Repository containing portfolio of data science projects completed by me for academic, self learning, and hobby purposes. Presented in the form of Jupyter notebooks
- Email: [email protected]
- LinkedIn: linkedin.com/in/luis-okech
Financial Inclusion: A model to predict which individuals are most likely to have or use a bank account. The models and solutions developed can provide an indication of the state of financial inclusion in Kenya, Rwanda, Tanzania and Uganda, while providing insights into some of the key factors driving individuals’ financial security.
Which Debts are Worth the Bank's Effort: Use statistical analysis to to develop a model or strategy that helps the bank prioritize debt recovery efforts by predicting the likelihood of successful recovery and the potential recovery value. The model should assist in identifying which debts are worth pursuing based on factors like the expected vs. actual recovery amount, the applied recovery strategy, and demographic variables (age, sex).
Car Price Prediction: Goal is to model the price of cars with the available independent variables. It will be used by the management to understand how exactly the prices vary with the independent variables. They can accordingly manipulate the design of the cars, the business strategy etc. to meet certain price levels
Urban Air Pollution Challenge: creating a model to predict air quality in cities around the world using satellite data. The goal is to use this information to predict PM2.5 particulate matter concentration (a common measure of air quality that normally requires ground-based sensors to measure) every day for each city. The data covers the last three months, spanning hundreds of cities across the globe.

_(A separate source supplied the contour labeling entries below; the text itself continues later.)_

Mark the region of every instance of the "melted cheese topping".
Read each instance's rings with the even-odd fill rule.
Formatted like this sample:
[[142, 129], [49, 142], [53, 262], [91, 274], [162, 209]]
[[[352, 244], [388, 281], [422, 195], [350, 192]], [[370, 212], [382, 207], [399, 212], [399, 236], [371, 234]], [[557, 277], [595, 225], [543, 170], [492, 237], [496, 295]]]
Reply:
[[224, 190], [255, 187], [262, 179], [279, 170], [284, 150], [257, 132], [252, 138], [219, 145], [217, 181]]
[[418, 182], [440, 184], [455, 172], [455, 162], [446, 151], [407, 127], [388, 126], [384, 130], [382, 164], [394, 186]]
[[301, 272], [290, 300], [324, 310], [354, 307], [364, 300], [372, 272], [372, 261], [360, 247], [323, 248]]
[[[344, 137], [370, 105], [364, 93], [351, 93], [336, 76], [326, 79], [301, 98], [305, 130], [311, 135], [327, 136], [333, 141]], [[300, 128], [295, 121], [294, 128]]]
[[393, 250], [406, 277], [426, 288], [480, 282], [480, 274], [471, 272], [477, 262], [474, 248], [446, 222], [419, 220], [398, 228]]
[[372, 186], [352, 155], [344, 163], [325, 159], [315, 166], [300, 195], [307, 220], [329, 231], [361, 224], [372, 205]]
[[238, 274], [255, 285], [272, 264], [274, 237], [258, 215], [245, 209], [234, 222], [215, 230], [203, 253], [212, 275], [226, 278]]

Tools: scikit-learn, Pandas, Seaborn, Matplotlib
Airline Tweets Sentiment Analysis: Creating a model to classify tweets into categories such as positive, negative, and neutral to understand how customers feel about their experiences with different airlines.
Covid-19 tweet classification: Creating a model for 2-way polarity (positive, negative) classification system for Covid-19 tweets
chatgpt-ml-challenge-swahili-news-classification: Create a model to develop a multi-class classification model to classify news content according to six specific categories.The model can be used by Swahili online platforms to automatically group news according to their categories and help readers find the specific news they want to read. In addition, the model will contribute to a body of work ensuring that Swahili is represented in apps and other online products in future.
Tools: NLTK, scikit
Sea Turtle Face Detection: Create a machine-learning model that can take in an image of a sea turtle and output the position of a bounding box around that all-important scale pattern. This will be used to develop a tool that can crop a given image to show only the important facial region, reducing the chances of an accidental match down the line.
Spot the mask: Create an image classification machine learning model to accurately predict the likelihood that an image contains a person wearing a face mask, or not. The machine learning solution will help policymakers, law enforcement, hospitals, and even commercial businesses ensure that masks are being worn appropriately in public. These solutions can help in the battle to reduce community transmission of COVID-19.
Road Segment Identification: Create an image classification machine learning model to identify whether an image contains a road segment or not. Dry river beds, railway tracks and power lines could look like roads. This will allow government officials to focus on areas they might need to send an official to confirm the road placement, and add it to the government’s maps and road networks.
Crop Damage Classification: Create a machine-learning algorithm to classify crops into categories: Good growth (G), Drought (DR), Nutrient Deficient (ND), Weed (WD), and Other (including pest, disease or wind damage). By knowing what type of damage a crop experiences, images can be fed into a model to indicate whether a crop was damaged, and needs to be evaluated for insurance payouts.